DRFusion: Degradation-Robust Fusion via Degradation-Aware Diffusion Framework¶

Conference: CVPR 2026 arXiv: 2604.08922 Code: https://github.com/YShi-cool/DRFusion Area: Image Fusion / Image Restoration Keywords: multimodal image fusion, diffusion model, degradation-aware, joint observation model, image restoration

TL;DR¶

This paper proposes DRFusion, a degradation-aware diffusion framework that achieves multimodal image fusion under arbitrary degradation scenarios within a small number of diffusion steps, via direct regression of the fused image (rather than explicit noise prediction) and a joint observation model correction mechanism.

Background & Motivation¶

Real-world image fusion faces degradation challenges including noise, blur, and low resolution. Conventional "restore-then-fuse" pipelines suffer from error accumulation and deployment complexity. End-to-end neural network methods are simple and efficient but lack interpretability.

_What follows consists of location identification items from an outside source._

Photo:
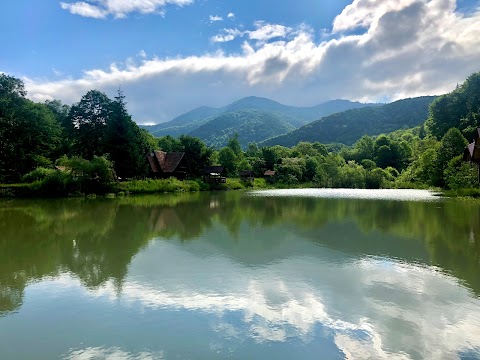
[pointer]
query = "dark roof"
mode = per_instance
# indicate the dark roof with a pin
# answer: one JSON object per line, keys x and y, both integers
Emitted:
{"x": 213, "y": 169}
{"x": 161, "y": 161}
{"x": 171, "y": 161}
{"x": 153, "y": 163}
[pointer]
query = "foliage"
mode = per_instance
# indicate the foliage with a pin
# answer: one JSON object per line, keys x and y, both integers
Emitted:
{"x": 249, "y": 125}
{"x": 39, "y": 173}
{"x": 197, "y": 154}
{"x": 349, "y": 126}
{"x": 228, "y": 160}
{"x": 158, "y": 185}
{"x": 459, "y": 174}
{"x": 459, "y": 109}
{"x": 29, "y": 132}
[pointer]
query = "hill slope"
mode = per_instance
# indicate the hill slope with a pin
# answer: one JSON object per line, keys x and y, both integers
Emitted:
{"x": 251, "y": 126}
{"x": 296, "y": 116}
{"x": 349, "y": 126}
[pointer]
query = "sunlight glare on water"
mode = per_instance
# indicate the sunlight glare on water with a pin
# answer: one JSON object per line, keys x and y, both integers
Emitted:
{"x": 367, "y": 194}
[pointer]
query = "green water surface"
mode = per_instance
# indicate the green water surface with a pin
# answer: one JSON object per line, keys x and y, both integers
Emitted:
{"x": 291, "y": 274}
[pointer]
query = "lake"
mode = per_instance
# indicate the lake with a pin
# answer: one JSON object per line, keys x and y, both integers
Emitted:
{"x": 279, "y": 274}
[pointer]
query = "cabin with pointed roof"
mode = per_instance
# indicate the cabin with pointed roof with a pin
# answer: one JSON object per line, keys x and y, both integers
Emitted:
{"x": 472, "y": 152}
{"x": 164, "y": 165}
{"x": 214, "y": 174}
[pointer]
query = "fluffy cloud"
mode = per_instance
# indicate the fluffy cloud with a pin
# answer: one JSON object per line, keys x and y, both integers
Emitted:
{"x": 215, "y": 18}
{"x": 100, "y": 9}
{"x": 85, "y": 10}
{"x": 227, "y": 35}
{"x": 408, "y": 48}
{"x": 265, "y": 32}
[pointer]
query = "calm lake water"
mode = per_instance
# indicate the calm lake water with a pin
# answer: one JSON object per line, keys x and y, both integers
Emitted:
{"x": 287, "y": 274}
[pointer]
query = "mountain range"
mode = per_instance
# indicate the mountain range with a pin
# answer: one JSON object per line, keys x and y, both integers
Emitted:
{"x": 269, "y": 123}
{"x": 348, "y": 126}
{"x": 253, "y": 118}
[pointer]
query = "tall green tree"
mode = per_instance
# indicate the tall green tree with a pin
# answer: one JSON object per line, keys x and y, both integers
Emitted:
{"x": 124, "y": 141}
{"x": 29, "y": 132}
{"x": 228, "y": 159}
{"x": 460, "y": 109}
{"x": 452, "y": 144}
{"x": 88, "y": 124}
{"x": 197, "y": 153}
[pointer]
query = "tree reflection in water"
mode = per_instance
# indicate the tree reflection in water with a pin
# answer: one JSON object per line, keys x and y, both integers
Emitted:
{"x": 96, "y": 239}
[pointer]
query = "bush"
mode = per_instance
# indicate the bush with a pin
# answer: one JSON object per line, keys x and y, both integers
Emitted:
{"x": 158, "y": 185}
{"x": 39, "y": 173}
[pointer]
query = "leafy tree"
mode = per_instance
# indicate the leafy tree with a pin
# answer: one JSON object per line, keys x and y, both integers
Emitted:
{"x": 29, "y": 132}
{"x": 124, "y": 141}
{"x": 234, "y": 144}
{"x": 311, "y": 168}
{"x": 169, "y": 144}
{"x": 460, "y": 174}
{"x": 452, "y": 144}
{"x": 197, "y": 153}
{"x": 460, "y": 109}
{"x": 88, "y": 124}
{"x": 228, "y": 160}
{"x": 352, "y": 175}
{"x": 253, "y": 150}
{"x": 375, "y": 178}
{"x": 291, "y": 170}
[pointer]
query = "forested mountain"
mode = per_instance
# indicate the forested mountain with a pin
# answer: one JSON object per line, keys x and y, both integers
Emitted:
{"x": 250, "y": 125}
{"x": 296, "y": 116}
{"x": 459, "y": 108}
{"x": 349, "y": 126}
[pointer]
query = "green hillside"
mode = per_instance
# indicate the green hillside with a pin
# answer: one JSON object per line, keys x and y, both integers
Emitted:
{"x": 251, "y": 126}
{"x": 349, "y": 126}
{"x": 296, "y": 116}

Diffusion models offer strong theoretical foundations yet exhibit three inherent limitations: (1) they require training data from the target distribution, whereas fusion lacks natural ground-truth fused images; (2) standard diffusion models handle single-domain distributions, while fusion requires modeling complementary information from multiple sources; and (3) iterative sampling incurs high computational cost.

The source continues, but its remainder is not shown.